Роткевич притворил за собой дверь. Мало того, он неожиданно закрыл ее на ключ, который по-хозяйски положил к себе в карман. Санни прошел через кабинет и остановился напротив Петра. Тому ничего не оставалось, как встать со стула. Находиться рядом с этим человеком в положении сидя было чревато неприятностями. А Петр уже не сомневался, что драчки не избежать.
— Полюбуйтесь, Александр, на этого кретина, — возмущенно сказал Слуцкий. — Он просто так, от нечего делать, сорвал нашу операцию. Мы собирались заработать на таллии круглую сумму с шестью нулями в американской валюте, а у него все само собой вышло. В голову стукнуло, он и сдал вас.

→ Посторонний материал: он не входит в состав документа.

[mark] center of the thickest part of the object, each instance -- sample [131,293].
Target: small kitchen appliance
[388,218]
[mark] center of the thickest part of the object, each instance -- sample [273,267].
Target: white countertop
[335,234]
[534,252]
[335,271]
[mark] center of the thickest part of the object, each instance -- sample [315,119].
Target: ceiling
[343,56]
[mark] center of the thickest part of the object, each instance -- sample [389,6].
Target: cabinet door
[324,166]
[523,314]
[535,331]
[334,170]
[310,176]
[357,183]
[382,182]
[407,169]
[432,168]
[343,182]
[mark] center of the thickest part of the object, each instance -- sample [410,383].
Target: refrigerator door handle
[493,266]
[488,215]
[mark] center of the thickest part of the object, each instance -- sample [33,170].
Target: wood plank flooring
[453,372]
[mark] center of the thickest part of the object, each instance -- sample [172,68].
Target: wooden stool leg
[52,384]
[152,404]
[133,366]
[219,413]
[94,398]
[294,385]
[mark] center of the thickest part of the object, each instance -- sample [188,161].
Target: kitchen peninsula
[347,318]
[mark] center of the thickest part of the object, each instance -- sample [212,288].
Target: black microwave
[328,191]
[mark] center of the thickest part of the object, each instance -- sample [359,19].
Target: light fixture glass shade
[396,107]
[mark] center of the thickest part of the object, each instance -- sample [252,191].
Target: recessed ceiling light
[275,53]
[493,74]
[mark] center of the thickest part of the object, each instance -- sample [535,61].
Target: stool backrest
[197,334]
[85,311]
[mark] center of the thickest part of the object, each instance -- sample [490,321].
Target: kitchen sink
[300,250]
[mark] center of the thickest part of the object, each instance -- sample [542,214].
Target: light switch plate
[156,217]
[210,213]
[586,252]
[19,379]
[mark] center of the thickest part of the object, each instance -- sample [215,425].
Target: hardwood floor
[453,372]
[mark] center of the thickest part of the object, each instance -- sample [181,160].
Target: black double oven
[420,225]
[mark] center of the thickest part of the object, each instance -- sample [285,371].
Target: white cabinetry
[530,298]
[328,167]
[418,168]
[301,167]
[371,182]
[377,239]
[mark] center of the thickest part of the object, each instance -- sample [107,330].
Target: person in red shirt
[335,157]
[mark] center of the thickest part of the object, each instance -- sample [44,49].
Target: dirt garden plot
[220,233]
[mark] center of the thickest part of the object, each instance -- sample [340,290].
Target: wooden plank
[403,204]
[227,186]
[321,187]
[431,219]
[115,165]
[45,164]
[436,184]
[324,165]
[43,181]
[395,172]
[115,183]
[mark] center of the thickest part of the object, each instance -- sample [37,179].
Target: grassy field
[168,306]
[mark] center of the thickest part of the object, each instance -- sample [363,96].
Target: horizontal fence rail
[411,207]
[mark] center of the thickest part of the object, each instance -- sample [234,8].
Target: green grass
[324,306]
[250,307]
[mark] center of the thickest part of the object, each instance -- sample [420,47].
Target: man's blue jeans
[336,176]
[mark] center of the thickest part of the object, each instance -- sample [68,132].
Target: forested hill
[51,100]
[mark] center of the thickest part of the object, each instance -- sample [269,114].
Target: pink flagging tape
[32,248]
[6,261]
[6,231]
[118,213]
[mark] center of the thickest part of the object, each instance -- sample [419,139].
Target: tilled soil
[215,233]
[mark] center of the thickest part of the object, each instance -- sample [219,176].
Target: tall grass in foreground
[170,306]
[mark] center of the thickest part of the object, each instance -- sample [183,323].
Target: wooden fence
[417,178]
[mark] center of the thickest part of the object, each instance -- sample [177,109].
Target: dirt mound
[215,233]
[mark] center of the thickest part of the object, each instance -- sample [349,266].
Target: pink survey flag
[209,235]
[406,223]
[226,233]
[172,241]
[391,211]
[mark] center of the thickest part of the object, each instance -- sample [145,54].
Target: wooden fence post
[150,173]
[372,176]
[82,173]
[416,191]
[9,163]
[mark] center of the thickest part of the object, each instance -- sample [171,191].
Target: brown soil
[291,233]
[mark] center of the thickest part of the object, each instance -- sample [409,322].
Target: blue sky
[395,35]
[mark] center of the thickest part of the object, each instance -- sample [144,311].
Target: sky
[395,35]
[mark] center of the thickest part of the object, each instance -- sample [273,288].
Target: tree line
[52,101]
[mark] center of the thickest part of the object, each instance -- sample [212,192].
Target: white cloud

— Убью скотину, — сжал кулаки Роткевич. — Полгода работы псу под хвост, с бабками пролет и ребят положили... Размажу, как слизняка!
— А как он по-немецки лопочет! — восхитился Слуцкий. — Откуда ты такой взялся? То, что тебя не внедрили ко мне, даю голову на отсечение. Но так все совпало! Сказка! Только с плохим концом.
— За державу обидно, — спокойно сказал Петр, у которого неожиданно всплыли в памяти слова, подвигшие его на звонок в полицию, и еще добавил для ясности: — Слишком много в ней ублюдков развелось.
— Да, это точно патология, — после недолгой паузы грустно констатировал Слуцкий. — С этим уже ничего не поделаешь. Не исправишь... Ну что же, каждый должен получить то, что заслужил.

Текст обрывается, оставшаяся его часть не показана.